Many abortion supporters believe that abortion should be legal without any restrictions. They say no to ultrasounds, counseling, or waiting periods before abortions; no to parental consent for minors seeking abortions; and no to bans on painful late abortions and federally funded abortions. Clearly, their ideology is that abortion should be funded by our tax-dollars and permissible for any reason.
They also claim that abortion is “harmless” and access to it should be a woman’s fundamental right because she’s the boss of her own body. In fact, these days we hear that abortion is actually good for women. Yes, that’s right; according to some “pro-choicers” abortion can actually improve a woman’s physical and emotional health. This message is promoted by groups like Exhale, which celebrate “abortion well-being month” during the month of April. Instead of grieving the loss of their baby, post-abortive women are encouraged to focus on “well-being, connectedness and compassion” because abortion can be a “healing and empowering experience”.
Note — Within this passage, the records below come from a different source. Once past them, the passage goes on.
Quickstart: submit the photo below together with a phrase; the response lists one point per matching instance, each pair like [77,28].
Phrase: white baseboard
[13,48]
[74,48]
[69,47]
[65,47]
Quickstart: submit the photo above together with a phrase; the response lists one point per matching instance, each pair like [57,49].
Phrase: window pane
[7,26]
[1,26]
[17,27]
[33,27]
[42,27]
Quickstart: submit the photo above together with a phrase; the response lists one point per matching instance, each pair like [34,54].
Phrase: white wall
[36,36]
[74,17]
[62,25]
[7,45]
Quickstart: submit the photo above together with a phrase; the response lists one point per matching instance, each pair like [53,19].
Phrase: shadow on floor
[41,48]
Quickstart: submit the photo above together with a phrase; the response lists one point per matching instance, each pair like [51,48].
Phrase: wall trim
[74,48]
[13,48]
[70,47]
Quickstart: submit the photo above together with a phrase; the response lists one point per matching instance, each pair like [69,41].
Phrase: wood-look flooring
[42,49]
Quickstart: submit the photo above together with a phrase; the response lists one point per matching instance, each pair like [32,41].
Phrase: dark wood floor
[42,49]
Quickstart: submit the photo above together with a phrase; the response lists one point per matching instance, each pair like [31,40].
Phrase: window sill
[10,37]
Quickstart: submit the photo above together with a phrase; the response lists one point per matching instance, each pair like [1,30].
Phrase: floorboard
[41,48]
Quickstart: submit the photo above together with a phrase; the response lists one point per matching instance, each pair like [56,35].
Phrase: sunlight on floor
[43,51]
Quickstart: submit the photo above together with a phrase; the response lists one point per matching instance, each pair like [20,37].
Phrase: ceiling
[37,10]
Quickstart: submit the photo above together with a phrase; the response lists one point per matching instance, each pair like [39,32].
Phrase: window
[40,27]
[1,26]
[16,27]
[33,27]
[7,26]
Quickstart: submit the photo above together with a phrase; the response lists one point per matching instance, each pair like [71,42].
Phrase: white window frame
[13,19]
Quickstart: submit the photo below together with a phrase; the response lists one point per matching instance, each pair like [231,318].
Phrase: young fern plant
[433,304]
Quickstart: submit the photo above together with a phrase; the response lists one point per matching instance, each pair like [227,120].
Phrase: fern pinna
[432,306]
Let’s be clear: It is impossible for abortion to be a healing or empowering experience.
If that were possible, it would be ok for a mother to say, “I killed my five-year-old, but it was an empowering experience”, or “It was very healing for me to kill my three month old, down-syndrome baby because I knew that if they grew up, they would suffer.” Of course, we would say that’s ludicrous. Like any other death, the loss of a human life takes a toll on the family involved, even if it doesn’t feel that way immediately.
Earlier this year, one pro-abortion artist, Heather Ault, took her love for choice a step further by exhibiting her art at the University of Michigan that said abortion is a “life sustaining act and a gift from God”. The display was created to defend and glamorize the history of abortion. Not only are these claims and celebrations wrong and misleading, they are heartbreaking because woman are devastated by abortion.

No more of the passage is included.